Schijnveiligheid in de middenberm
Met enige regelmaat vinden ongevallen plaats, waarbij een vrachtwagen zich door de stalen middenbermbeveiliging boort en deels op de andere weghelft tot stilstand komt, met alle gevolgen van dien. Ongevallen waarbij personen om het leven komen. Een middenbermbeveiliging zou dat juist moeten kunnen voorkomen.
De vraag of de huidige middenbermbeveiliging nog wel veilig genoeg is of dat het schijnveiligheid suggereert, kan terecht worden gesteld. De Stichting Wetenschappelijk Onderzoek Verkeersveiligheid (SWOV) gaf al in het voorjaar van 2012 aan, naar aanleiding van een ongeval op 3 maart op de A28, dat zij het ook de hoogste tijd vinden voor Rijkswaterstaat om te onderzoeken of de vangrails nog wel veilig genoeg zijn. Het antwoord van Rijkswaterstaat daarop was toen dat zij het probleem kennen, maar geen aanleiding zien er wat aan te doen. (bron: Telegraaf, 17 april 2012).

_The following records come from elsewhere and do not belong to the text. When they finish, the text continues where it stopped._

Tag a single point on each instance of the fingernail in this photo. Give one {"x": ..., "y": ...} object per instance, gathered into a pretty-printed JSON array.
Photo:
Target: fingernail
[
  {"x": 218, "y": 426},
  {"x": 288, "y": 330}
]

Ook minister Schultz antwoordde in 2013 op Kamervragen dat er geen zwaardere vangrails nodig zijn voor vrachtwagens. Ook de toename van het aantal LZV (lange zware vrachtwagens, met een totaalmassa van 50 ton is voor de minister geen reden, terwijl de European Road Federation (ERF) Brussel adviseert om waar deze LZV's mogen rijden zwaardere vangrails verplicht te stellen.
Normen en botsproeven
Sinds de jaren zestig zijn vrachtauto's zeker twee keer zo zwaar geworden. Het systeem van de stalen middenbermbeveiliging dateert uit de jaren zeventig van de vorige eeuw. In de jaren negentig van de vorige eeuw zijn Europese normen met testmethoden en botsproeven ontwikkeld waaraan bermbeveiligingssystemen moeten voldoen (EN-1317). In deze normen wordt onderscheid gemaakt naar onder meer kerend vermogen en werkende breedte. De werkende breedte geeft aan in welke mate het bermbeveiligingssysteem bij de zwaarste botsproef uitbuigt of verplaatst. Dit bepaalt de benodigde ruimte in de middenberm.
De in Nederland gebruikelijke klasse voor het kerend vermogen van bermbeveiliging in de middenberm van het hoofdwegennet is H2. De bij deze klasse H2 behorende botsproeven, worden uitgevoerd met een personenauto van 900 kg en een autobus van 13 ton. Dus niet met een vrachtauto. De minister stelde destijds in haar antwoord aan de Kamer dat ook zwaardere voertuigen door vangrails met klasse H2 nog worden gekeerd. Voor de zwaarste klasse voor kerend vermogen (H4b) gelden botsproeven met vrachtauto's van 38 ton. Met andere woorden: de reguliere stalen middenbermbeveiliging kan bij botsing geen vrachtwagens keren; daar zijn ze niet op ontworpen en getest. Als Rijkswaterstaat wil voorkomen dat vrachtwagens na botsing met de middenbermbeveiliging op de andere weghelft terechtkomen, zal voor een zwaardere klasse van kerend vermogen moeten worden gekozen.
Nieuwe ROA-VIB
Die mogelijkheid wordt nu geboden in het hoofdstuk Veilige Inrichting van Bermen (VIB) van de nieuwe Rijkswaterstaat Richtlijn Ontwerp Autosnelwegen (ROA-VIB). Onder bepaalde omstandigheden, zoals in wegvakken waar de gevolgschade van een ongeval met een doorgebroken vrachtwagen onacceptabel hoog is, is het noodzakelijk om een geleideconstructie te plaatsen met een hoger keringsniveau in de klasse H4b. De uiteindelijke beslissing hiervoor ligt bij de wegbeheerder.
In 2015 moest de A2, tweemaal in enkele dagen gedurende lange tijd door de wegbeheerder geheel worden afgesloten na ongevallen met door de middenberm gebroken vrachtwagens.
Betonnen voertuigkeringen
Betonnen voertuigkeringen zijn star en hebben een geringere werkende breedte, dat wil zeggen een beperkte of geen uitbuiging bij een botsing met een voertuig. Juist bij wegverbredingen wordt de middenberm smaller en bieden betonnen voertuigkeringen een grotere veiligheid. Betonnen voertuigkeringen, zowel uitgevoerd in geprefabriceerde elementen als ter plaatse gestort beton, kunnen worden toegepast bij een beperkte ruimte in de middenberm tot kerend vermogen van H4b.